Vanuit de evolutietheorie is bekend dat overleven niet voorbehouden is aan de grootste en de sterkste soort, maar aan de soort die het meest adequaat inspeelt op verandering. Wat steeds weer opvalt, is dat kleinere organisaties vaak veel meer zelfsturend vermogen en slagkracht hebben dan grotere organisaties: zij zijn eenvoudiger in staat om zich aan te passen aan de veranderende omgevingen.
Iedereen zal het ermee eens zijn dat mens en organisatie steeds meer in een bijzonder dynamisch en complex krachtenveld moeten bewegen.
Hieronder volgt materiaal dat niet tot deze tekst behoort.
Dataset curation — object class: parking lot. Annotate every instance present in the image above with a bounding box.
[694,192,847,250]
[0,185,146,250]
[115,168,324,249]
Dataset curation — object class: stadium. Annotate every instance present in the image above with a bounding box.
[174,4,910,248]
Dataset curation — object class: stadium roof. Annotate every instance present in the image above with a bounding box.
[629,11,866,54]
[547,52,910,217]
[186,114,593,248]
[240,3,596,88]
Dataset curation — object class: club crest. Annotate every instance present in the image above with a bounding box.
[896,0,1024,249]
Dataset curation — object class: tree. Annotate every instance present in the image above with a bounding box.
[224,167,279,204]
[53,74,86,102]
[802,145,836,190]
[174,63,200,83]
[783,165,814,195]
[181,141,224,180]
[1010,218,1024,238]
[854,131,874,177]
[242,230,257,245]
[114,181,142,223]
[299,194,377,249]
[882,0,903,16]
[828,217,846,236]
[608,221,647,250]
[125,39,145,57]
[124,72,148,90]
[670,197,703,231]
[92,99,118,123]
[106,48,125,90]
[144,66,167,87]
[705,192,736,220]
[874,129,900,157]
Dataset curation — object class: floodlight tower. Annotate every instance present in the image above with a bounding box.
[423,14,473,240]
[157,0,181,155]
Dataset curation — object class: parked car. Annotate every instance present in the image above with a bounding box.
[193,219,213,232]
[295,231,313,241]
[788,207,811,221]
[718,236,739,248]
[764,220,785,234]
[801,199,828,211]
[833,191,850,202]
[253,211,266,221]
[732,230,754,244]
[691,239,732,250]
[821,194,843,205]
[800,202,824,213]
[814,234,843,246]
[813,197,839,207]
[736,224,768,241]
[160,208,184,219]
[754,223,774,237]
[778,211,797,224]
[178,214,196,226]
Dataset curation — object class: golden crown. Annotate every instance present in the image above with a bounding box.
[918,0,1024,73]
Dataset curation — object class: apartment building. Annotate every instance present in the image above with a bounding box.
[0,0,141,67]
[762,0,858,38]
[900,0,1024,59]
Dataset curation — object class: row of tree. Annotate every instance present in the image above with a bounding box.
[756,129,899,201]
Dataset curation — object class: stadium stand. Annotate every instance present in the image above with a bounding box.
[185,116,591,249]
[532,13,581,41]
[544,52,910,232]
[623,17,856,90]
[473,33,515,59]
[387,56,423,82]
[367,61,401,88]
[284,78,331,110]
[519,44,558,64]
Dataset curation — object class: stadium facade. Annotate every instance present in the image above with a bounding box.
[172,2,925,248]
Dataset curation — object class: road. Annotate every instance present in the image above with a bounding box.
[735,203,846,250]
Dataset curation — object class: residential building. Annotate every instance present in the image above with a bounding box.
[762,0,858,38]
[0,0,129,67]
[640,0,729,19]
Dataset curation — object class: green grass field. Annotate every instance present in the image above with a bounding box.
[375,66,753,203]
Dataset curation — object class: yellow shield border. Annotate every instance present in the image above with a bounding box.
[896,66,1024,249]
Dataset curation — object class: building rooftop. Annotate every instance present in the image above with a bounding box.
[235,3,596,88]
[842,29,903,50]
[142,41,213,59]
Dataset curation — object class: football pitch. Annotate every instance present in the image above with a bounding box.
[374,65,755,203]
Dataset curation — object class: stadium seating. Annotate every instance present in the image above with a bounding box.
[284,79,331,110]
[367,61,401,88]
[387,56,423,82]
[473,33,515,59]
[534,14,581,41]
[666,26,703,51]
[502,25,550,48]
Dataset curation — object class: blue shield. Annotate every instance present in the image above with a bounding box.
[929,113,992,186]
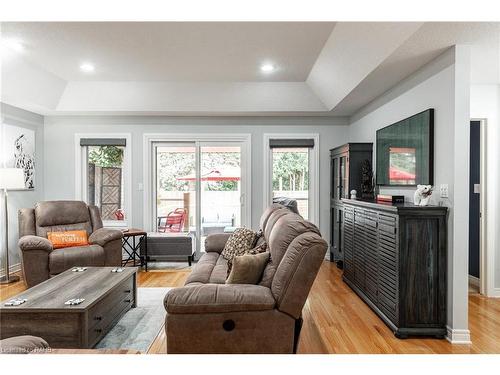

Om daarin te kunnen overleven en te kunnen excelleren, ben je afhankelijk van de kwaliteit van het zelfsturende vermogen van jezelf en je omgeving: je veranderpotentieel, je aanpassingsvermogen, je slagkracht, je wendbaarheid, je zelfhelende vermogen en je veerkracht.
Zelfsturend vermogen als elementair kenmerk
Zelfsturend vermogen is een elementair kenmerk van leven. Na een heide- of bosbrand wordt al snel zichtbaar hoe vlug en vanzelfsprekend de natuur zichzelf herstelt. Als je een wond hebt, dan doe je er een pleister op zodat het zelfhelende vermogen van je lichaam zijn werk kan doen. Als je kinderen observeert onder moeilijke omstandigheden, dan valt vooral hun enorme veerkracht en aanpassingsvermogen op. Dat hebben ze niet geleerd op een school of op een training, het zit al van nature in hen. Ik zie zelfsturend vermogen dan ook als iets dat alom en altijd aanwezig is. Het is nooit weggeweest en zal ook altijd beschikbaar blijven, maar blijkbaar kun je er wel het contact mee kunt kwijtraken.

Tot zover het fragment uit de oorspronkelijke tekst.